Wilbur Ross’s trip was supposed to be an opportunity to hammer out the details of that pledge.
Last week, however, the U.S. announced that it intended to apply tariffs on $50 billion of Chinese technology goods and impose restrictions on Chinese investments in the U.S. shortly after June 15 unless trade talks reached a major breakthrough.
That has been greeted by China as a break in the truce. At the meetings last week between lower-level Chinese and U.S. officials, negotiations nearly stalled as the two sides failed to reach an agreement on details for increasing Chinese purchases of U.S. crude oil, soybeans, natural gas, beef, and poultry.
China was also ruffled by the imposition of tariffs on steel and aluminum. Although China does not export much steel or aluminum directly to the U.S. due to trade sanctions already in place, it views the U.S. metals tariffs as a roundabout attack on its market power. China is by far the world’s largest steel producer, accounting for nearly 50 percent of all steel production in 2017. The U.S. says China’s outsized production artificially depresses global metals prices, endangering U.S. national security by undermining its domestic steel industry.
Tensions were high enough following the U.S. announcements that the administration considered canceling Secretary Ross’s trip, according to a person briefed on the matter. Ultimately, however, the administration decided to move ahead with the talks to keep the dialog running.
Secretary Ross’s team left Beijing without settling those issues and without any joint statement by negotiators. Instead, China issued its own statement that both praised the negotiations for making “concrete progress” while threatening to abandon the earlier promises of increasing imports from the U.S. in retaliation for tariffs.
“All economic and trade outcomes of the talks will not take effect if the US side imposes any trade sanctions including raising tariffs,” a statement from China’s official Xinhua News Agency said.
China is maneuvering to take advantage of rebukes from U.S. allies following the Trump administration’s decision to slap tariffs on steel and aluminum imported from Canada, Mexico, and European Union. China is attempted to portray itself as defending free trade and global trading rules, although that stance is belied by China’s high tariffs, subsidized exports, state-control of business, and onerous restrictions on foreign companies looking to access the Chinese market.
In the U.S., China hawks have been wary of the deal that Secretary Ross pursued in Beijing.
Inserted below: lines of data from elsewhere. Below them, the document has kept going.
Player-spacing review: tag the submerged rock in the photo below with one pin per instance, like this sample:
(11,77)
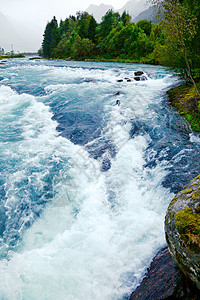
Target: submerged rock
(138,73)
(118,93)
(182,228)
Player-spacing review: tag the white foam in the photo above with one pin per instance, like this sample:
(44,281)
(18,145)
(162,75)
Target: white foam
(86,243)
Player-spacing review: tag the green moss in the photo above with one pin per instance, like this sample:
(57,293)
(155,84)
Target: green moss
(183,98)
(173,201)
(195,195)
(188,226)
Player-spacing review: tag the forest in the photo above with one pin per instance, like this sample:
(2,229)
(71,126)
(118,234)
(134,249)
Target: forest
(173,41)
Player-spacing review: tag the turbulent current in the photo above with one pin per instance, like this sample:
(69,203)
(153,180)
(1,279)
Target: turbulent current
(85,180)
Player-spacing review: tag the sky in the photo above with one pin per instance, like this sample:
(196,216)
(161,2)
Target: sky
(28,19)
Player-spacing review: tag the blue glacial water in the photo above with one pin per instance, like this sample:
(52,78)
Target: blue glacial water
(85,183)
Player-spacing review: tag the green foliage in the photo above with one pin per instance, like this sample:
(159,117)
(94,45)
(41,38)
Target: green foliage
(82,48)
(145,26)
(188,225)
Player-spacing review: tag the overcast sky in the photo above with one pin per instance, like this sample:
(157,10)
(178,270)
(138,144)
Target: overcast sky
(29,18)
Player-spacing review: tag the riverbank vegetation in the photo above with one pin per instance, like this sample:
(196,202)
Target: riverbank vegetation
(173,42)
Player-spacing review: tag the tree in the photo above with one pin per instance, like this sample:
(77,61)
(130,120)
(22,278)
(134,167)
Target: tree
(92,29)
(125,18)
(82,48)
(146,26)
(51,38)
(182,27)
(108,23)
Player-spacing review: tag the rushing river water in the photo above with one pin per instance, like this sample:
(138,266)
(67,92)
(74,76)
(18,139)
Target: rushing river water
(85,183)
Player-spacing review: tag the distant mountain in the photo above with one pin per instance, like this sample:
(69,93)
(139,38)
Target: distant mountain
(134,7)
(98,11)
(148,14)
(7,33)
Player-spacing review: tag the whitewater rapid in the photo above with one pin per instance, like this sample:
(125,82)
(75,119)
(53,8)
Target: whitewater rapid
(84,181)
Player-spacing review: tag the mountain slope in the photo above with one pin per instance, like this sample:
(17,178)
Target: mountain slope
(134,7)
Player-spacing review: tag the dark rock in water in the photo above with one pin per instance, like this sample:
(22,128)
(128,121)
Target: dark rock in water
(138,73)
(164,281)
(117,102)
(90,80)
(182,228)
(118,93)
(143,78)
(106,164)
(36,57)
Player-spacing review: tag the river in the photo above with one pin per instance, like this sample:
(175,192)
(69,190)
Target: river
(85,182)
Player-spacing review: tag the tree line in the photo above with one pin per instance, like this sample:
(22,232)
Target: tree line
(172,42)
(80,37)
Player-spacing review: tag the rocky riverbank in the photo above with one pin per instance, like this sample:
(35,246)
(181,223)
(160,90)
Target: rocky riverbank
(178,277)
(183,98)
(164,280)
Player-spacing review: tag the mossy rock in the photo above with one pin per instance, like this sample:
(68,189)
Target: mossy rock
(182,228)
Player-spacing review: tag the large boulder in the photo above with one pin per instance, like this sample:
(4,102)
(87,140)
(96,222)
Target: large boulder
(182,228)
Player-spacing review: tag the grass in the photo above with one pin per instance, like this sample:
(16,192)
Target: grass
(184,99)
(188,225)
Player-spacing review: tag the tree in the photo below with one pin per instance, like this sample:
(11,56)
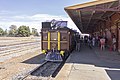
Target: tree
(1,32)
(34,32)
(23,31)
(13,30)
(5,32)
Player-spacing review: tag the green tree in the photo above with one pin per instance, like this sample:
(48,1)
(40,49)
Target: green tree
(5,32)
(13,30)
(24,31)
(34,32)
(1,32)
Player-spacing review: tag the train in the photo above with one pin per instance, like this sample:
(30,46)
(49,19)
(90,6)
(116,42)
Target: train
(57,40)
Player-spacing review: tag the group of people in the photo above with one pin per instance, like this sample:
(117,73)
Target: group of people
(93,41)
(100,41)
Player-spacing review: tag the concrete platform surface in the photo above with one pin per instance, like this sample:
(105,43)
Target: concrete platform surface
(91,64)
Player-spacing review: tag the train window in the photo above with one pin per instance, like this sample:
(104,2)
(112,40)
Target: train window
(54,36)
(64,36)
(45,36)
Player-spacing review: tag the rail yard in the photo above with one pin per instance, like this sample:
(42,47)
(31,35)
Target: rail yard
(13,52)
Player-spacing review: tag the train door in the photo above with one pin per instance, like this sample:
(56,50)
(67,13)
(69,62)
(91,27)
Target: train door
(119,39)
(118,35)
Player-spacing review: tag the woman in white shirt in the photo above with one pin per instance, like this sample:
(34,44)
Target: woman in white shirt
(114,43)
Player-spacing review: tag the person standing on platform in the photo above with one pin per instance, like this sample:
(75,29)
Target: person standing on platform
(102,43)
(93,41)
(77,42)
(114,43)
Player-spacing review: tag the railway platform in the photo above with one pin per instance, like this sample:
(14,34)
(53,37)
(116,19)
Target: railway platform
(91,64)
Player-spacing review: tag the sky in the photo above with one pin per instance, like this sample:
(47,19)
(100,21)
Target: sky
(32,12)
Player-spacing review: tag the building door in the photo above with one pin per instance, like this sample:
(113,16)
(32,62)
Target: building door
(119,39)
(118,35)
Critics say that the deal risks making the U.S. a supplier of raw materials to fuel China’s expansion and plans to dominate high-tech manufacturing.
Conservative radio host John Fredericks recently wrote in a Breitbart op-ed that the deal was bad because “we would sell China farm goods and energy, the food and raw materials it needs for its industrial economy. They would sell us value added manufactured goods. This is the arrangement Great Britain had with its colonies. Now China would be Great Britain and The United States its colony.”